Previous work suggested that percept durations for ambiguous figures increase with participants' age (Ukai et al. 2003). When we examined the relationship between the average percept duration and age or stereo threshold for all control participants, we found a significant correlation for percept duration with stereo threshold but not with age (figure 6a). For control participants who detected at least 75% of the catch events, both disparity threshold and age correlated significantly with percept durations (figure 6b). Thus, when stereo thresholds were high, switch rates slowed down. Stereo thresholds deteriorate with age, particularly for participants over 50 (Zaroff et al. 2003). This is confirmed in our data by a significant linear regression of log(stereo threshold) on age (p=0.002) with patient versus control as a grouping factor. Our study only included a small number of participants over the age of 50. Therefore, we expect that the trend of slower switch rates with age might have become significant for the entire control group, if a larger number of older participants had been included.

Figure 6.

Figure 6

Linear regression of mean percept duration and participants' stereo threshold or age. (a) For all participants, the mean percept duration in the control group (asterisks) was significantly correlated with (i) disparity threshold: controls, r=0.64, p<0.01, n=20 (bipolars, p=0.61; all, p=0.36), but not with (ii) age: controls, p=0.15 (bipolars, p=0.30; all, p=0.92). There was no correlation in the patient group (open circles). (b) As in (a) for participants with catch events correct greater than or equal to 75%. The mean percept duration for control participants (asterisks) was correlated with (i) disparity threshold: controls, r=0.92, p<0.001, n=18 (bipolars, p=0.46; all, p=0.33), and (ii) age: controls, r=0.51, p<0.05, n=18 (bipolars, p=0.41; all, p=0.73). There was no significant correlation for the patients (open circles). Asterisks, control experimental data; solid line, control prediction; open circles, bipolar experimental data; dot-dashed line, bipolar prediction; dashed line, all data prediction.

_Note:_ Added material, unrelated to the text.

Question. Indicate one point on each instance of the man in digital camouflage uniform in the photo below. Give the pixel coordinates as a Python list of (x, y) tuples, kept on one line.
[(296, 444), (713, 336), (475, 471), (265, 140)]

All participants with a diagnosis of bipolar disorder were euthymic at the time of testing. This was confirmed through the Hamilton Depression Rating Scale, Young Mania Rating Scale and the Beck's Depression Inventory, but low-level symptoms might have contributed to any effect. However, when we compared individual test scores on these scales against the mean percept duration, no significant correlations were found. We also examined the sequence of responses made by the bipolar patients by analysing the temporal autocorrelation function and perceptual bias of the patients' responses in comparison with the control group: there were no significant differences (see the electronic supplementary material).

4. Discussion

Previous studies have reported large differences between bipolar and control participants in switch rates for rivalrous and other ambiguous figures (Hunt & Guildford 1933; Pettigrew & Miller 1998; Miller et al. 2003). Under conditions in which we carefully monitored attention and performance during the task, we found a small lengthening of perceptual durations in bipolar patients. However, switch rates for ambiguous SFM figures are unlikely to be useful as a trait marker or endophenotype for bipolar disorder. Our results also suggest that perceptual changes of ambiguous figures are not governed by a single, central switching mechanism; otherwise, the differences in the switch rate between the two groups for SFM would be very similar to those found for binocular rivalry.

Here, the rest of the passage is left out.